Many Russians view the partition of Sakhalin as a temporary and embarrassing occupation by a foreign power; Japanese, in contrast, consider it a fair division of a long-disputed territory. Today the dispute continues with many in Japan calling for the return of both the Kurile Islands and southern Sakhalin, which is unlikely.
Russia has suggested it might be willing to return half of the Kurile islands, but this falls far short of appeasing those Japanese who long to see Sakhalin reunited with Japan. “Sakhalin is much closer to Japan than Moscow, and many people in Japan are talking about this possibility to end the dispute.” explains Yoshikatsu. “But this will probably never happen. Russians are very proud of their past, and of Sakhalin.”

Today, the dispute over ownership of Sakhalin Island has less to do with pride, patriotism, than oil, fishing, and gas. Sakhalin is home to vast offshore energy reserves that are only now being exploited, and the waters surrounding Sakhalin teem with dozens of species of sea creatures, many caught by Russian fishermen and sold in Japanese ports.

Because of its growing energy-economic importance, Sakhalin has changed much in the post-Soviet period. Just over a decade ago, residents stood in long lines for meager rations handed out at poorly stocked government grocery stores, and foreign visitors weren't permitted on the island.
Today, in Sakhalin's capital city, Yuzhno-Sakhalinsk, new hotels, shopping centres, and restaurants stand alongside decrepit concrete apartment buildings and crumbling wooden cottages. Thousands of tourists visit Sakhalin every year, and the island has attracted more foreign investment than any other region in Russia.
But despite the current pace of change and the past six decades of Russian administration, Japan's history remains etched on Sakhalin Island. Japanese bunkers can still be found on remote beaches, the narrow-gauge railway built by the Japanese army is still in use today, and Japanese buildings still stand in the capital.
Much of Sakhalin's past also remains deeply etched in the memories of the Japanese who were born here and still call it home. “I come to remember the past, but also to help build something for the next generation,” says Yoshikatsu. Although his family lost everything fleeing the Red Army in 1945, he doesn't hold any historical grudges.
“Many of my friends are Russian,” he says. “In Soviet times, they were people suffering under a terrible system, and that system did terrible things. But that system is gone, and today we can focus on the future.”

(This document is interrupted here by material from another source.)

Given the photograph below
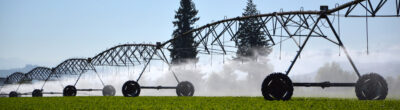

He's been doing just that. In 2000, together with a partner, he established a Japanese-language school in Yuzhno for Russian students of all ages. “We're trying to build bridges, with our homeland, with Russians, and with our past. Language is the best way for us to do that,” he explains.
It's unlikely the Japanese and Russian governments will ever build a bridge between Hokkaido and Sakhalin, but in the meantime, people like Yoshikatsu are building bridges between two cultures and countries that may just last.